Mother-Witch of the North, Glinda (Joely Richardson) of the chaste army of nun-like acolytes, and her opium-addicted whore of a sister, Witch of the West (Ana Ularu), converge with the Wizard to do a last “sing” for their sister of the East in the Temple, and also to pull off some kind of subterfuge right under everyone’s nose. Needless to say, the actual funeral of Sister East is rather unusual, even for Oz.

Elsewhere on the road, Dorothy’s concern for Lucas’ bleeding wounds lead her to the hovel of the Herb-Witch Mombi (Fiona Shaw), who happens to be keeping a young boy prisoner for some odd nefarious motives. And of course it turns out, this boy has a few peculiar secrets of his own.

We do Emerald City a disservice if we try to compare it to anything else, up to and including the original Wizard of Oz, or the current favorite catchphrase about the show, “Game of Thrones meets Wizard of Oz,” because the show obviously has its own mythos and backstories. They want rather desperately to give us a grand show and pack in as much of the world as possible, but its all for naught if we just don’t care about the characters.
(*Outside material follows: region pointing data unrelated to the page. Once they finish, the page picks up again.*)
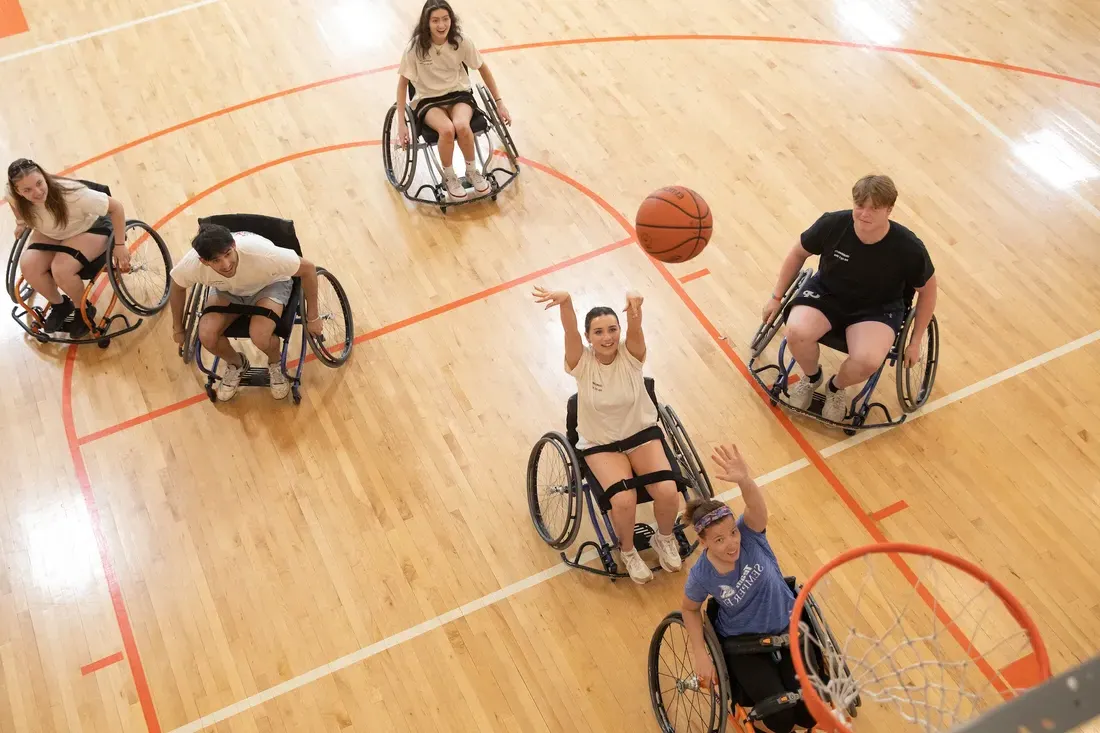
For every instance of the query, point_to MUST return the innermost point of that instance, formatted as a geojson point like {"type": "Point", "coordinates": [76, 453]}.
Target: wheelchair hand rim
{"type": "Point", "coordinates": [825, 714]}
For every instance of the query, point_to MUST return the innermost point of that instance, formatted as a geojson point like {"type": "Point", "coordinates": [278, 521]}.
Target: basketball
{"type": "Point", "coordinates": [673, 223]}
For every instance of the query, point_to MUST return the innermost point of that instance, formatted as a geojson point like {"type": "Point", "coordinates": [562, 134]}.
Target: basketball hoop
{"type": "Point", "coordinates": [916, 639]}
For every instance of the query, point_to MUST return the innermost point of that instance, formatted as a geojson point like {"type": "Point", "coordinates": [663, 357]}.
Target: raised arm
{"type": "Point", "coordinates": [734, 469]}
{"type": "Point", "coordinates": [574, 347]}
{"type": "Point", "coordinates": [635, 337]}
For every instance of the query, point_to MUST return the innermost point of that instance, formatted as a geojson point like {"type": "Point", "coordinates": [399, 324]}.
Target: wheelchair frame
{"type": "Point", "coordinates": [683, 460]}
{"type": "Point", "coordinates": [729, 697]}
{"type": "Point", "coordinates": [32, 318]}
{"type": "Point", "coordinates": [436, 192]}
{"type": "Point", "coordinates": [910, 395]}
{"type": "Point", "coordinates": [279, 232]}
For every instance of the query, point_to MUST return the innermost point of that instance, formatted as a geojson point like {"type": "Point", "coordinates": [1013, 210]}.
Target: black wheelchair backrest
{"type": "Point", "coordinates": [571, 433]}
{"type": "Point", "coordinates": [95, 186]}
{"type": "Point", "coordinates": [279, 231]}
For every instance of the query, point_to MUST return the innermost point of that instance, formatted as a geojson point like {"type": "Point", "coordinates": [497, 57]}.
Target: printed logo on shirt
{"type": "Point", "coordinates": [736, 594]}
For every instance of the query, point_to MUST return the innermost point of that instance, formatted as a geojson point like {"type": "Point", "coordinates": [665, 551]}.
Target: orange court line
{"type": "Point", "coordinates": [12, 20]}
{"type": "Point", "coordinates": [99, 664]}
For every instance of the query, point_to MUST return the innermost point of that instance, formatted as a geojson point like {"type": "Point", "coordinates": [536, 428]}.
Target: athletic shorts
{"type": "Point", "coordinates": [278, 292]}
{"type": "Point", "coordinates": [839, 315]}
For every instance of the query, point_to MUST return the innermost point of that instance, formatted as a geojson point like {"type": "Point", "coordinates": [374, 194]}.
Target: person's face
{"type": "Point", "coordinates": [723, 540]}
{"type": "Point", "coordinates": [440, 23]}
{"type": "Point", "coordinates": [226, 263]}
{"type": "Point", "coordinates": [604, 335]}
{"type": "Point", "coordinates": [32, 187]}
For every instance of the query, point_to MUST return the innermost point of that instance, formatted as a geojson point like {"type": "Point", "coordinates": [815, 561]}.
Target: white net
{"type": "Point", "coordinates": [915, 644]}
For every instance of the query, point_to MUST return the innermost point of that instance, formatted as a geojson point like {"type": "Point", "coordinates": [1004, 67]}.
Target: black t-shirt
{"type": "Point", "coordinates": [867, 275]}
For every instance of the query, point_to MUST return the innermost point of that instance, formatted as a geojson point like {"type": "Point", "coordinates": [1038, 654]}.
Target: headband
{"type": "Point", "coordinates": [711, 517]}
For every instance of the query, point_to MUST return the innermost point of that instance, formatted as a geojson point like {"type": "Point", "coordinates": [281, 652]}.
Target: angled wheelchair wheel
{"type": "Point", "coordinates": [498, 127]}
{"type": "Point", "coordinates": [196, 301]}
{"type": "Point", "coordinates": [144, 290]}
{"type": "Point", "coordinates": [684, 450]}
{"type": "Point", "coordinates": [11, 282]}
{"type": "Point", "coordinates": [770, 327]}
{"type": "Point", "coordinates": [553, 490]}
{"type": "Point", "coordinates": [680, 703]}
{"type": "Point", "coordinates": [334, 343]}
{"type": "Point", "coordinates": [399, 162]}
{"type": "Point", "coordinates": [915, 382]}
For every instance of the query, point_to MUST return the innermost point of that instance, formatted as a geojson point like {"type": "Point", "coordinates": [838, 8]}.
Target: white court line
{"type": "Point", "coordinates": [538, 578]}
{"type": "Point", "coordinates": [112, 29]}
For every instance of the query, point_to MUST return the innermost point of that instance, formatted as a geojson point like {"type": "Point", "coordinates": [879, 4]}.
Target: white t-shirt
{"type": "Point", "coordinates": [261, 264]}
{"type": "Point", "coordinates": [84, 206]}
{"type": "Point", "coordinates": [612, 401]}
{"type": "Point", "coordinates": [440, 72]}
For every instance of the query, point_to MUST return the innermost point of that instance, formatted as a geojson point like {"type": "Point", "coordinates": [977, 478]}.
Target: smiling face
{"type": "Point", "coordinates": [604, 336]}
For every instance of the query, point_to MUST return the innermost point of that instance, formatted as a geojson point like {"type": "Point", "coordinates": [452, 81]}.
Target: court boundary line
{"type": "Point", "coordinates": [538, 578]}
{"type": "Point", "coordinates": [103, 31]}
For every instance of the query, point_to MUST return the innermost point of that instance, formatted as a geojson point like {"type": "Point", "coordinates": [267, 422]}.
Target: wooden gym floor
{"type": "Point", "coordinates": [365, 560]}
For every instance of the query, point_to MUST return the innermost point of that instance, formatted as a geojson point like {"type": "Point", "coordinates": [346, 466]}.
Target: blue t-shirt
{"type": "Point", "coordinates": [754, 599]}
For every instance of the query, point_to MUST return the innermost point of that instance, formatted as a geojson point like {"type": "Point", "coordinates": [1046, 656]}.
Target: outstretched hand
{"type": "Point", "coordinates": [733, 467]}
{"type": "Point", "coordinates": [550, 297]}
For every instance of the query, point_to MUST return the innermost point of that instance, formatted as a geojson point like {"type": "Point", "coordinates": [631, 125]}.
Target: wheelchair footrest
{"type": "Point", "coordinates": [256, 376]}
{"type": "Point", "coordinates": [773, 704]}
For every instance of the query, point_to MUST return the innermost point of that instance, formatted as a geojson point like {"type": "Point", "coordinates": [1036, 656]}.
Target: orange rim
{"type": "Point", "coordinates": [823, 712]}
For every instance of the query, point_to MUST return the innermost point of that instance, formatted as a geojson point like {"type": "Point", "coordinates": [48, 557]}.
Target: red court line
{"type": "Point", "coordinates": [573, 42]}
{"type": "Point", "coordinates": [695, 275]}
{"type": "Point", "coordinates": [12, 20]}
{"type": "Point", "coordinates": [114, 589]}
{"type": "Point", "coordinates": [99, 664]}
{"type": "Point", "coordinates": [889, 511]}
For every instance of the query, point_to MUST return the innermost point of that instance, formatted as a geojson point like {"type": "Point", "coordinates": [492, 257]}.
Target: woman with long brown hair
{"type": "Point", "coordinates": [62, 212]}
{"type": "Point", "coordinates": [436, 63]}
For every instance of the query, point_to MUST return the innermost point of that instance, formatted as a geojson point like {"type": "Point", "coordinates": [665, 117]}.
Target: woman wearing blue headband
{"type": "Point", "coordinates": [740, 572]}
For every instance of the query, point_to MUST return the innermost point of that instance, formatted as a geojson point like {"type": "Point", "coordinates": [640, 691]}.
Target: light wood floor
{"type": "Point", "coordinates": [227, 550]}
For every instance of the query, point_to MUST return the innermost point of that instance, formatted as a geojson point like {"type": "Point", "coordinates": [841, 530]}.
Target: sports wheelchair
{"type": "Point", "coordinates": [332, 348]}
{"type": "Point", "coordinates": [554, 458]}
{"type": "Point", "coordinates": [679, 698]}
{"type": "Point", "coordinates": [143, 291]}
{"type": "Point", "coordinates": [399, 162]}
{"type": "Point", "coordinates": [914, 383]}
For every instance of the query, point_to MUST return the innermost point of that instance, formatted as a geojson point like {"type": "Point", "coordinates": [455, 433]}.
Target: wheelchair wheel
{"type": "Point", "coordinates": [680, 706]}
{"type": "Point", "coordinates": [498, 126]}
{"type": "Point", "coordinates": [685, 452]}
{"type": "Point", "coordinates": [553, 490]}
{"type": "Point", "coordinates": [399, 162]}
{"type": "Point", "coordinates": [914, 383]}
{"type": "Point", "coordinates": [144, 290]}
{"type": "Point", "coordinates": [196, 301]}
{"type": "Point", "coordinates": [12, 276]}
{"type": "Point", "coordinates": [770, 327]}
{"type": "Point", "coordinates": [333, 346]}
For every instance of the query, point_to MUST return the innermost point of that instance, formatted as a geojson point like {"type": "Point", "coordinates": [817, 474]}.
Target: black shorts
{"type": "Point", "coordinates": [446, 100]}
{"type": "Point", "coordinates": [840, 315]}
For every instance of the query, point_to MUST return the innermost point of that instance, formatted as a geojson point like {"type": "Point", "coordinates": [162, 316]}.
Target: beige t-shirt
{"type": "Point", "coordinates": [612, 401]}
{"type": "Point", "coordinates": [84, 205]}
{"type": "Point", "coordinates": [440, 73]}
{"type": "Point", "coordinates": [260, 264]}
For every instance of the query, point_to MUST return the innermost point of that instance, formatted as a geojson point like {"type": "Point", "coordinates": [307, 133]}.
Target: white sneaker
{"type": "Point", "coordinates": [476, 178]}
{"type": "Point", "coordinates": [836, 405]}
{"type": "Point", "coordinates": [668, 551]}
{"type": "Point", "coordinates": [453, 185]}
{"type": "Point", "coordinates": [639, 571]}
{"type": "Point", "coordinates": [231, 380]}
{"type": "Point", "coordinates": [802, 393]}
{"type": "Point", "coordinates": [279, 385]}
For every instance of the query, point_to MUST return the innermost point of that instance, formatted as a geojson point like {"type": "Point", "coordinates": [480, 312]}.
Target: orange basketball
{"type": "Point", "coordinates": [673, 223]}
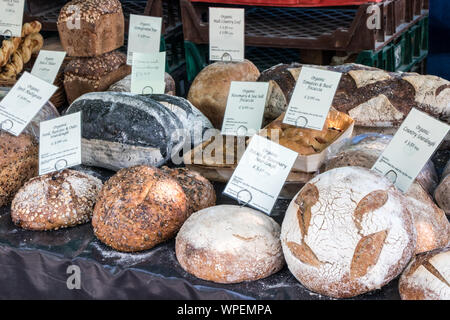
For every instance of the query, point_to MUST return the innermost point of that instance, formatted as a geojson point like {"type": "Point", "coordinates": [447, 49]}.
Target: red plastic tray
{"type": "Point", "coordinates": [291, 3]}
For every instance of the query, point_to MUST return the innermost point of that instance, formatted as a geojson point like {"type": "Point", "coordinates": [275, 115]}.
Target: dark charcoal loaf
{"type": "Point", "coordinates": [121, 130]}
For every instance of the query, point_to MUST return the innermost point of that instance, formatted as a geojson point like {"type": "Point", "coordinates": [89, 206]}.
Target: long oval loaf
{"type": "Point", "coordinates": [121, 130]}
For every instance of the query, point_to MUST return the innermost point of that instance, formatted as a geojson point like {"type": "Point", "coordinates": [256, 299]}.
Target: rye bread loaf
{"type": "Point", "coordinates": [95, 74]}
{"type": "Point", "coordinates": [347, 232]}
{"type": "Point", "coordinates": [89, 28]}
{"type": "Point", "coordinates": [55, 200]}
{"type": "Point", "coordinates": [124, 85]}
{"type": "Point", "coordinates": [138, 208]}
{"type": "Point", "coordinates": [199, 191]}
{"type": "Point", "coordinates": [427, 277]}
{"type": "Point", "coordinates": [210, 88]}
{"type": "Point", "coordinates": [18, 163]}
{"type": "Point", "coordinates": [229, 244]}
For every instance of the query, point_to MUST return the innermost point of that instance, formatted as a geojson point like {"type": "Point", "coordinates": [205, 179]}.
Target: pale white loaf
{"type": "Point", "coordinates": [347, 232]}
{"type": "Point", "coordinates": [229, 244]}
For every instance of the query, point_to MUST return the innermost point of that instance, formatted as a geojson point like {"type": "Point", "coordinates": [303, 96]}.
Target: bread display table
{"type": "Point", "coordinates": [35, 264]}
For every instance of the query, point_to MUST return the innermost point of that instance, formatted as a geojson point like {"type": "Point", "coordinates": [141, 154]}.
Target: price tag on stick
{"type": "Point", "coordinates": [48, 64]}
{"type": "Point", "coordinates": [312, 98]}
{"type": "Point", "coordinates": [11, 17]}
{"type": "Point", "coordinates": [411, 147]}
{"type": "Point", "coordinates": [245, 108]}
{"type": "Point", "coordinates": [23, 102]}
{"type": "Point", "coordinates": [260, 174]}
{"type": "Point", "coordinates": [226, 34]}
{"type": "Point", "coordinates": [60, 143]}
{"type": "Point", "coordinates": [144, 35]}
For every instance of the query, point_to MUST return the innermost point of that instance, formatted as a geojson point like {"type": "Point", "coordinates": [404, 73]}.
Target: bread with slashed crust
{"type": "Point", "coordinates": [55, 200]}
{"type": "Point", "coordinates": [138, 208]}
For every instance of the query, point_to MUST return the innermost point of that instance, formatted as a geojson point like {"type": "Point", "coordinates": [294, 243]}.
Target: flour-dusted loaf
{"type": "Point", "coordinates": [121, 130]}
{"type": "Point", "coordinates": [347, 232]}
{"type": "Point", "coordinates": [210, 88]}
{"type": "Point", "coordinates": [229, 244]}
{"type": "Point", "coordinates": [138, 208]}
{"type": "Point", "coordinates": [124, 85]}
{"type": "Point", "coordinates": [90, 28]}
{"type": "Point", "coordinates": [442, 192]}
{"type": "Point", "coordinates": [374, 98]}
{"type": "Point", "coordinates": [55, 200]}
{"type": "Point", "coordinates": [199, 191]}
{"type": "Point", "coordinates": [19, 158]}
{"type": "Point", "coordinates": [427, 277]}
{"type": "Point", "coordinates": [95, 74]}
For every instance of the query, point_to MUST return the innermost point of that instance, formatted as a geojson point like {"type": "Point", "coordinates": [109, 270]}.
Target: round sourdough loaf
{"type": "Point", "coordinates": [56, 200]}
{"type": "Point", "coordinates": [199, 191]}
{"type": "Point", "coordinates": [138, 208]}
{"type": "Point", "coordinates": [427, 277]}
{"type": "Point", "coordinates": [347, 232]}
{"type": "Point", "coordinates": [229, 244]}
{"type": "Point", "coordinates": [209, 91]}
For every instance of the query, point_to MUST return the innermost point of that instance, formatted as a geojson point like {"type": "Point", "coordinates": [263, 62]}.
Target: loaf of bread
{"type": "Point", "coordinates": [89, 28]}
{"type": "Point", "coordinates": [138, 208]}
{"type": "Point", "coordinates": [210, 88]}
{"type": "Point", "coordinates": [18, 163]}
{"type": "Point", "coordinates": [442, 192]}
{"type": "Point", "coordinates": [229, 244]}
{"type": "Point", "coordinates": [85, 75]}
{"type": "Point", "coordinates": [124, 85]}
{"type": "Point", "coordinates": [427, 277]}
{"type": "Point", "coordinates": [55, 200]}
{"type": "Point", "coordinates": [199, 191]}
{"type": "Point", "coordinates": [347, 232]}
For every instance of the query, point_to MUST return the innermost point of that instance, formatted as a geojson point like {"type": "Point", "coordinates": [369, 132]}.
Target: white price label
{"type": "Point", "coordinates": [411, 147]}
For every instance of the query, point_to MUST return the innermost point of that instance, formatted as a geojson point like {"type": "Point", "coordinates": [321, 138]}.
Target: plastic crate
{"type": "Point", "coordinates": [337, 28]}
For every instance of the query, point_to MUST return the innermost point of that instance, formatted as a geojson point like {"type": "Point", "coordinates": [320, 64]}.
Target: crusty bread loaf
{"type": "Point", "coordinates": [229, 244]}
{"type": "Point", "coordinates": [90, 28]}
{"type": "Point", "coordinates": [427, 277]}
{"type": "Point", "coordinates": [138, 208]}
{"type": "Point", "coordinates": [209, 91]}
{"type": "Point", "coordinates": [432, 226]}
{"type": "Point", "coordinates": [18, 163]}
{"type": "Point", "coordinates": [347, 232]}
{"type": "Point", "coordinates": [55, 200]}
{"type": "Point", "coordinates": [199, 191]}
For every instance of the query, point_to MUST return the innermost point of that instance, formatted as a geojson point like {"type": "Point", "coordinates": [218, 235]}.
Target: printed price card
{"type": "Point", "coordinates": [23, 102]}
{"type": "Point", "coordinates": [226, 34]}
{"type": "Point", "coordinates": [261, 173]}
{"type": "Point", "coordinates": [312, 98]}
{"type": "Point", "coordinates": [60, 143]}
{"type": "Point", "coordinates": [48, 64]}
{"type": "Point", "coordinates": [11, 17]}
{"type": "Point", "coordinates": [411, 147]}
{"type": "Point", "coordinates": [245, 108]}
{"type": "Point", "coordinates": [144, 35]}
{"type": "Point", "coordinates": [147, 73]}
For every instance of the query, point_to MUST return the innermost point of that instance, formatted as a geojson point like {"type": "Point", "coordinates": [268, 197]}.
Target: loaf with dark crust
{"type": "Point", "coordinates": [199, 191]}
{"type": "Point", "coordinates": [55, 200]}
{"type": "Point", "coordinates": [85, 75]}
{"type": "Point", "coordinates": [90, 28]}
{"type": "Point", "coordinates": [18, 163]}
{"type": "Point", "coordinates": [138, 208]}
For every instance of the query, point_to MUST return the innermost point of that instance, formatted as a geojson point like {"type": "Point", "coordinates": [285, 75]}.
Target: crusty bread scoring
{"type": "Point", "coordinates": [138, 208]}
{"type": "Point", "coordinates": [347, 232]}
{"type": "Point", "coordinates": [229, 244]}
{"type": "Point", "coordinates": [55, 200]}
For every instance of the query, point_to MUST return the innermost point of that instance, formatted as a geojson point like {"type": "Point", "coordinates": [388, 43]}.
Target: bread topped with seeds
{"type": "Point", "coordinates": [55, 200]}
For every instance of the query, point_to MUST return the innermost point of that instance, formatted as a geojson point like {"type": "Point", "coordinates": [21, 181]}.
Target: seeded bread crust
{"type": "Point", "coordinates": [18, 163]}
{"type": "Point", "coordinates": [138, 208]}
{"type": "Point", "coordinates": [55, 200]}
{"type": "Point", "coordinates": [100, 29]}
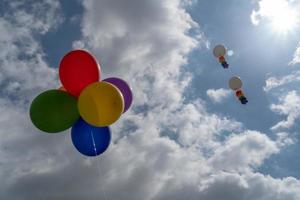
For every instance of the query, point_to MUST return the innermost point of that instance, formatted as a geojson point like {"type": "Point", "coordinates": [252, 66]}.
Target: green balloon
{"type": "Point", "coordinates": [54, 111]}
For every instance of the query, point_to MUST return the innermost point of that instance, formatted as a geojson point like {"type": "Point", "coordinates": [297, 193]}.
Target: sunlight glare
{"type": "Point", "coordinates": [283, 18]}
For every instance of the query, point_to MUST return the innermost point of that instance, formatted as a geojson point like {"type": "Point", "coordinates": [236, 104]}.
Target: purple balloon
{"type": "Point", "coordinates": [124, 89]}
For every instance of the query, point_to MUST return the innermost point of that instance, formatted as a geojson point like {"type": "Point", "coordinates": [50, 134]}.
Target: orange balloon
{"type": "Point", "coordinates": [62, 88]}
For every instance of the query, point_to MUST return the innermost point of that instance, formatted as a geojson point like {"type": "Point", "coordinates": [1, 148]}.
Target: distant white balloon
{"type": "Point", "coordinates": [235, 83]}
{"type": "Point", "coordinates": [219, 50]}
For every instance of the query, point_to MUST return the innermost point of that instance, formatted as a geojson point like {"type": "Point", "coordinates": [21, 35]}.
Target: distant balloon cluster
{"type": "Point", "coordinates": [235, 83]}
{"type": "Point", "coordinates": [83, 102]}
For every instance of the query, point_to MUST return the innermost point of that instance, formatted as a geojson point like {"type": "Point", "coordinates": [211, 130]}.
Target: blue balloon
{"type": "Point", "coordinates": [90, 140]}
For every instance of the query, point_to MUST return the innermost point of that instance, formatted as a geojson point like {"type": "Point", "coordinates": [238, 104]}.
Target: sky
{"type": "Point", "coordinates": [186, 135]}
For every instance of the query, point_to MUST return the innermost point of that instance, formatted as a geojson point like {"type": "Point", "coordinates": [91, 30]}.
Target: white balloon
{"type": "Point", "coordinates": [235, 83]}
{"type": "Point", "coordinates": [219, 50]}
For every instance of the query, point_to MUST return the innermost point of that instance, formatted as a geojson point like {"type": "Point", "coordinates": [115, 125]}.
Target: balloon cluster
{"type": "Point", "coordinates": [220, 52]}
{"type": "Point", "coordinates": [83, 102]}
{"type": "Point", "coordinates": [235, 83]}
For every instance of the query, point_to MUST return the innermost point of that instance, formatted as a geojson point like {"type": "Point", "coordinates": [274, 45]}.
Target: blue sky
{"type": "Point", "coordinates": [186, 135]}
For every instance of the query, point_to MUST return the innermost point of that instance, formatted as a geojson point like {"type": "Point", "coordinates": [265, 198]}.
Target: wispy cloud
{"type": "Point", "coordinates": [218, 95]}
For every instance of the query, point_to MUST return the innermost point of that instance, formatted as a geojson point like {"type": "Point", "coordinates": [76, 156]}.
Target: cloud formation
{"type": "Point", "coordinates": [164, 147]}
{"type": "Point", "coordinates": [289, 105]}
{"type": "Point", "coordinates": [218, 95]}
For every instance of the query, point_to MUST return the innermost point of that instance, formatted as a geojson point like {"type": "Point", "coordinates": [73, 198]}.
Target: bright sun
{"type": "Point", "coordinates": [282, 17]}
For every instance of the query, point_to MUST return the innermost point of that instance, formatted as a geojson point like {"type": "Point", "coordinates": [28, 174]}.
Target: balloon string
{"type": "Point", "coordinates": [98, 165]}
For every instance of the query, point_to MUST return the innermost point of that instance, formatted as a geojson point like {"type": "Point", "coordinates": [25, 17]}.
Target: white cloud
{"type": "Point", "coordinates": [289, 105]}
{"type": "Point", "coordinates": [296, 58]}
{"type": "Point", "coordinates": [218, 95]}
{"type": "Point", "coordinates": [273, 82]}
{"type": "Point", "coordinates": [242, 152]}
{"type": "Point", "coordinates": [23, 68]}
{"type": "Point", "coordinates": [282, 15]}
{"type": "Point", "coordinates": [173, 149]}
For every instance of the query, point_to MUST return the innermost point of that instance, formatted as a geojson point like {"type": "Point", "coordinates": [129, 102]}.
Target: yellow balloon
{"type": "Point", "coordinates": [100, 104]}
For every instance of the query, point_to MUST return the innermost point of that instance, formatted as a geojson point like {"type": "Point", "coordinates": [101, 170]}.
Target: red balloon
{"type": "Point", "coordinates": [77, 70]}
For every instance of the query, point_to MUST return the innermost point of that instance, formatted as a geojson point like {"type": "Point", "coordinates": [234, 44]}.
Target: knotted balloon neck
{"type": "Point", "coordinates": [241, 96]}
{"type": "Point", "coordinates": [223, 62]}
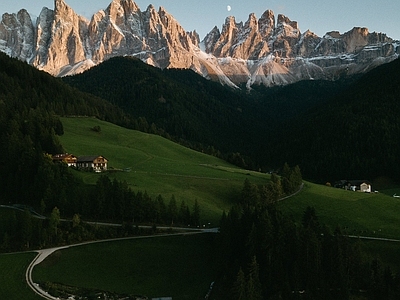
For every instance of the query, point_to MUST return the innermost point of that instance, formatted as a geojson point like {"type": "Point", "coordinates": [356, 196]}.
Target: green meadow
{"type": "Point", "coordinates": [156, 165]}
{"type": "Point", "coordinates": [181, 267]}
{"type": "Point", "coordinates": [361, 214]}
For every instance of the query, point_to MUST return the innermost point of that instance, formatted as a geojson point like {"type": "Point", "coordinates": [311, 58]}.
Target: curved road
{"type": "Point", "coordinates": [43, 254]}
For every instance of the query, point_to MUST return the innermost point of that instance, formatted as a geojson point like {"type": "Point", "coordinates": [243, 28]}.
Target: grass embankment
{"type": "Point", "coordinates": [12, 276]}
{"type": "Point", "coordinates": [159, 166]}
{"type": "Point", "coordinates": [181, 267]}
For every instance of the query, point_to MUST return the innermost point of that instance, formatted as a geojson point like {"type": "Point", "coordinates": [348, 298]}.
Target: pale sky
{"type": "Point", "coordinates": [319, 16]}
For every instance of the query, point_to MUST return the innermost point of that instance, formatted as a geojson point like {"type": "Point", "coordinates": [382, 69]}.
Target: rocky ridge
{"type": "Point", "coordinates": [268, 50]}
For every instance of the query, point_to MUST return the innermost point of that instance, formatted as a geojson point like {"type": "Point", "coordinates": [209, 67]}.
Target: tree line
{"type": "Point", "coordinates": [264, 254]}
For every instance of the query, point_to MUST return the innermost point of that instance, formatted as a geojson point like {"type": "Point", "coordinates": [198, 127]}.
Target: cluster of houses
{"type": "Point", "coordinates": [95, 163]}
{"type": "Point", "coordinates": [354, 185]}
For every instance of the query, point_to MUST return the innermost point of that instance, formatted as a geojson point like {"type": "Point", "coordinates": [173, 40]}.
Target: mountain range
{"type": "Point", "coordinates": [268, 50]}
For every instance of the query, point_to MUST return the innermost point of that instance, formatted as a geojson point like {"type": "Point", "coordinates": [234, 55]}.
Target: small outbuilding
{"type": "Point", "coordinates": [67, 158]}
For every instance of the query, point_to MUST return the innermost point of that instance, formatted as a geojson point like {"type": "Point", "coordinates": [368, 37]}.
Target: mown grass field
{"type": "Point", "coordinates": [12, 276]}
{"type": "Point", "coordinates": [181, 267]}
{"type": "Point", "coordinates": [165, 266]}
{"type": "Point", "coordinates": [159, 166]}
{"type": "Point", "coordinates": [364, 214]}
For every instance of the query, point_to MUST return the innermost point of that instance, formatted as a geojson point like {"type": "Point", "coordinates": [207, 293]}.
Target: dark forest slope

I liked the interplay between the Wizard, (love me some D’Onofrio too) and the strikingly different Witches, their costumes, like everything from the original stories got polished or roughened elsewhere; the show has the potential to be something great. Give it a chance, and remember, Return to Oz was a very different take on the whole Oz world, but most of us loved that too. And a shoutout to L. Frank Baum too!

Transport yourself to Emerald City on NBC, Fridays @ 9/8c!